Tackling International Corruption: No Longer Taboo
Corruption does no one any favors. After long pretending that graft was a necessary evil -- or just plain necessary -- governments rich and poor are trying to stamp it out.
John Brademas is President Emeritus of New York University, Chairman of the National Endowment for Democracy, and a member of Transparency International's International Advisory Council. Fritz Heimann is Counselor to the General Counsel, General Electric Company. He is a founding member and director of Transparency International.
After years of being tolerated with a mixture of apathy, cynicism, and denial, corruption is becoming a target of serious international action. Where once they looked the other way, the World Bank, International Monetary Fund (IMF), and other international organizations are now seeking to curb bribery and other corrupt practices. These expanding efforts add up to a reform movement whose most significant achievement to date is the Convention on Combating Bribery of Foreign Public Officials of the Organization for Economic Cooperation and Development (OECD).
The convention, signed in 1997 and now undergoing ratification by the legislatures of 34 nations, will end the competitively damaging isolation of the United States, which banned bribing foreign public officials in 1977. Bribery scandals in half a dozen countries led the United States to pass the Foreign Corrupt Practices Act in hopes that other countries would follow suit. But the act was derided as misguided American moralism, and foreign competitors remained free to use bribes to win commercial orders. Many countries, including Germany and France, even allowed their deduction as business expenses. The United States also promoted a U. N. treaty to ban bribery, but that effort fizzled. The developing world saw the proposed treaty merely as an opportunity to bash multinational companies.
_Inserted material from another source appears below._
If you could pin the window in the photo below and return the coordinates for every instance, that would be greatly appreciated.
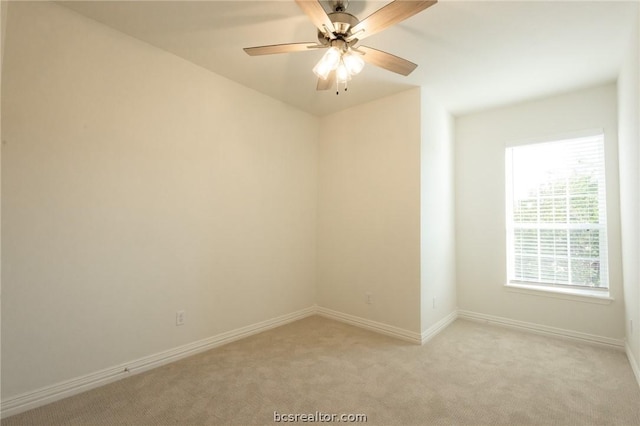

Conventional wisdom saw corruption as a chronic characteristic of human behavior that, in any event, was not of debilitating proportions in the developed world. Although admittedly widespread in the Third World, endemic corruption was not seen as impeding rapid growth in countries such as Indonesia, South Korea, Malaysia, and Thailand. Some economists even saw bribery as grease for the wheels of progress in overregulated societies.